A Chinese company that owns a 99-year lease on Darwin port has warned that its treatment at the hands of the Australian government risks scaring away investors from other countries.
Landbridge, a Shandong-based company founded by billionaire Ye Cheng, was informed last month of a security review of its Northern Territory operations, which it bought in 2015 for A$506m (US$380m). The development followed a sharp deterioration in relations between Canberra and Beijing and a collapse in investment by Chinese companies in Australia since 2016, when inflows peaked at A$16.5bn.
“My problem as a foreign investor is that the government approved us, we went through a very painful [review] process and for five years no one’s ever come up with anything concrete as to what is the problem,” Mike Hughes, Landbridge Australia managing director, told the Financial Times.
“We are not the Chinese government, we are a private company. If the review forced us to sell the port lease it would certainly raise sovereign risk for any foreign investors looking at Australia, not just Chinese investors.”
The controversy is stoking a fierce debate between Australian security hawks and pro-business forces. The latter are worried that a decision to force Landbridge to sell the lease threatens foreign investment.
The hawks counter that allowing a Chinese company to control a vital piece of infrastructure in the Asia-Pacific is risky.
A group of 15 rightwing MPs are also targeting China Merchants Group, a state-owned company that has a 50 per cent stake in Port of Newcastle, the world’s largest coal port. Last week the group asked the government to look closer at the port, arguing the stake gave the “Communist Party of China a geopolitical advantage over the export of Australian coal’’.
As the furore over Chinese investment intensifies, the opposition Labor party has criticised the conservative government’s handling of Sino-Australian relations, arguing it is inflaming “nationalist sentiment” for electoral gain.
“The federal talk of conflict, of trade retaliation can and must stop,” Mark McGowan, premier of the Labor-led state government in Western Australia, told business leaders last week.
In May, Canberra announced it was reviewing whether to scrap the contentious lease of Darwin port, which is close to a US marines base in Australia’s sparsely populated far north. It follows a decision in April to cancel two Belt & Road Initiative agreements between Victoria and Beijing, a centrepiece of President Xi Jinping’s foreign policy.
“My thinking is that when the decision was made in 2015 [on the port lease] circumstances were very different than they are in 2021,” said Peter Dutton, Australia’s defence minister, when announcing the review.
The decision to lease Darwin port to Landbridge prompted concern in Washington while the Australian Strategic Policy Institute, a think-tank, alleges Landbridge has connections to the People’s Liberation Army and the Communist party. Landbridge says it is a commercial entity and this criticism is unfair.
Many analysts think the government will demand changes to the lease.

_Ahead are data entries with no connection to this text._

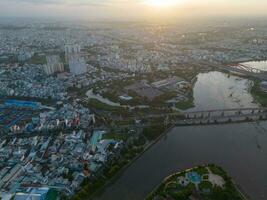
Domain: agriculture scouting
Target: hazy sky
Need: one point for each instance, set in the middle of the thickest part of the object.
(126, 9)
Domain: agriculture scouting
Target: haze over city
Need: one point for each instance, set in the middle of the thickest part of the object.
(133, 99)
(131, 9)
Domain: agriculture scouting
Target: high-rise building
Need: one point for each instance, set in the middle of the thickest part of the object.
(76, 62)
(53, 65)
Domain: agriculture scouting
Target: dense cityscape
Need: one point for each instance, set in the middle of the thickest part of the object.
(80, 102)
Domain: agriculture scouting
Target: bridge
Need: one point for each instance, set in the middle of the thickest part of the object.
(220, 116)
(245, 70)
(215, 116)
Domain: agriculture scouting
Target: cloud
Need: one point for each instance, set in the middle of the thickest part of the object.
(76, 2)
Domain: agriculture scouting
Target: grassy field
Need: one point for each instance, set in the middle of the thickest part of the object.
(204, 188)
(94, 103)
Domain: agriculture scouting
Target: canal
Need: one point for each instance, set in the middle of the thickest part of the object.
(239, 148)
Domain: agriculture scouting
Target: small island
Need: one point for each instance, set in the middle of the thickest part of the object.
(209, 182)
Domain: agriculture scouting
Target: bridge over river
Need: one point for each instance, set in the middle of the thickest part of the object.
(216, 116)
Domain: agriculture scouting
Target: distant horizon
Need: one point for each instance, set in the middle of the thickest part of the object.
(131, 9)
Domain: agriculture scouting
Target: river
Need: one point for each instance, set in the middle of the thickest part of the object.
(241, 149)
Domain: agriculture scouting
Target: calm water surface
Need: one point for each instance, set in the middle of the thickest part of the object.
(240, 148)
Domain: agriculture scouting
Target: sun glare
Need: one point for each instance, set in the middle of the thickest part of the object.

“Canberra could, for example, subject the lease to six-monthly security reviews,” said Richard McGregor, an analyst at the Lowy Institute. “Or they could take the nuclear option, which would also be the expensive and riskier one, of tearing up the lease altogether.”
McGregor said Beijing would almost certainly retaliate, although there were limited Australian investments of a similar nature within China to target. Sanctions have already been imposed on a range of Australian exports.

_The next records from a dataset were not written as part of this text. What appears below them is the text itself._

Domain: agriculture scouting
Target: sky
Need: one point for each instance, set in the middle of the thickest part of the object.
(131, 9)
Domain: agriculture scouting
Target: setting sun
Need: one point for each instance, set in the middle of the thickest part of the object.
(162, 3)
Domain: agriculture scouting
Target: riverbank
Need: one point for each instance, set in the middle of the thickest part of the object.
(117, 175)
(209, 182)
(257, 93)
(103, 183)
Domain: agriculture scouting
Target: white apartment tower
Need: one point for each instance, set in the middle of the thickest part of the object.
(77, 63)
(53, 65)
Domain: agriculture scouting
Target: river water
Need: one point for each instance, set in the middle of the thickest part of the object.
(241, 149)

“Retaliation matters less than the way the decision will introduce a new level of sovereign risk for foreign investors into Australia,” said McGregor.

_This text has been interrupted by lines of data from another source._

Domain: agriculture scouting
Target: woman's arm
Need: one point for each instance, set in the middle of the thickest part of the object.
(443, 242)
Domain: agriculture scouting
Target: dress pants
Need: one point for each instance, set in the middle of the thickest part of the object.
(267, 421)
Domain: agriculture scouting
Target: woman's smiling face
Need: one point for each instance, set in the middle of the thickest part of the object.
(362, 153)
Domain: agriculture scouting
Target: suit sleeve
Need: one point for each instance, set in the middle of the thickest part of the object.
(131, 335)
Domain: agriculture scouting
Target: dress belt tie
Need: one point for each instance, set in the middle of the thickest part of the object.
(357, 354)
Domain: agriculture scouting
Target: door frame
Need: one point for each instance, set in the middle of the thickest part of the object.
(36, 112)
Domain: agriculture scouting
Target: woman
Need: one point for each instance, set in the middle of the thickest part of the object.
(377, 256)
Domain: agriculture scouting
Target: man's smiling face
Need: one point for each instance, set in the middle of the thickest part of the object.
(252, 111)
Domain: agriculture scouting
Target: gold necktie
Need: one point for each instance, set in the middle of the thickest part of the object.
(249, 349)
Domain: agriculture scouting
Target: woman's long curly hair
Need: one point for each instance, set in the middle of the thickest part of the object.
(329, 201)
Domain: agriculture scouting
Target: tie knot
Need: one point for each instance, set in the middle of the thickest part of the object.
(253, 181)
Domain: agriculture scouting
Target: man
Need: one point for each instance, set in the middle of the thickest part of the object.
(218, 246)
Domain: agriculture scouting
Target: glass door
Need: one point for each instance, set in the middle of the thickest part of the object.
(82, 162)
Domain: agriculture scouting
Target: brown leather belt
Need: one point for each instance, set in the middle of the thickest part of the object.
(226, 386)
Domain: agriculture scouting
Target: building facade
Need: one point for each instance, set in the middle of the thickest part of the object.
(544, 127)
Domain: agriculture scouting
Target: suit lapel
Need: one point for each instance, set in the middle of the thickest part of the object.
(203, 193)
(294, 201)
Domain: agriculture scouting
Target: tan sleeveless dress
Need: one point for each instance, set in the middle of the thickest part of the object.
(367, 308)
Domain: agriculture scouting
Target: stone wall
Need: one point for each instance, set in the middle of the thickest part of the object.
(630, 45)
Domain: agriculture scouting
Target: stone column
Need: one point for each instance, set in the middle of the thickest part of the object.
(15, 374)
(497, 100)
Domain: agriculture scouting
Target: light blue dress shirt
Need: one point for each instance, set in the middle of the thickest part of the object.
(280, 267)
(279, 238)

Chinese companies have grown cautious about dealmaking in Australia owing to greater scrutiny of deals and the deterioration in bilateral ties. Chinese investment fell 61 per cent to A$1bn in 2020, down from A$2.6bn a year earlier, according to Australian National University.
Landbridge’s Hughes said forced divestment risked denting Asian investment in Australia.
“Clearly if you’re a US company, you’re not going to be that bothered. But, you know, foreign investors from some other countries, who knows how things can change over a decade or more,” said Hughes.
Analysts are divided over whether tearing up the Darwin port lease would significantly alter the sovereign risk environment for non-Chinese companies.
“In the case of Darwin Port, there are clearly special and extraneous factors at play,” said Jeffrey Wilson, research director at Perth USAsia Centre.
Nevertheless, business leaders are urging caution and pressing Canberra to reset relations with China, the nation’s largest trading partner with A$251bn in two-way trade in 2019-20. Some worry tearing up the port lease could fatally damage bilateral ties and unnerve overseas investors.
“There will be consequences beyond China,” said Andrew Robb, a former Australian trade minister who oversaw negotiations on the China-Australia free trade deal agreed in 2015.
Robb, who acted as a paid adviser to Landbridge and other Chinese companies when he left political office, said Canberra had every right to reassess the port lease in light of changing strategic circumstances.
But he warned that Australia-China political relations had “turned to custard” and business ties could follow.
“In some cases the tone hasn’t taken account of the sensitivities on the Chinese side,” said Robb. “There are certain things that have been thousands of years in the making with regard to China, such as saving face.”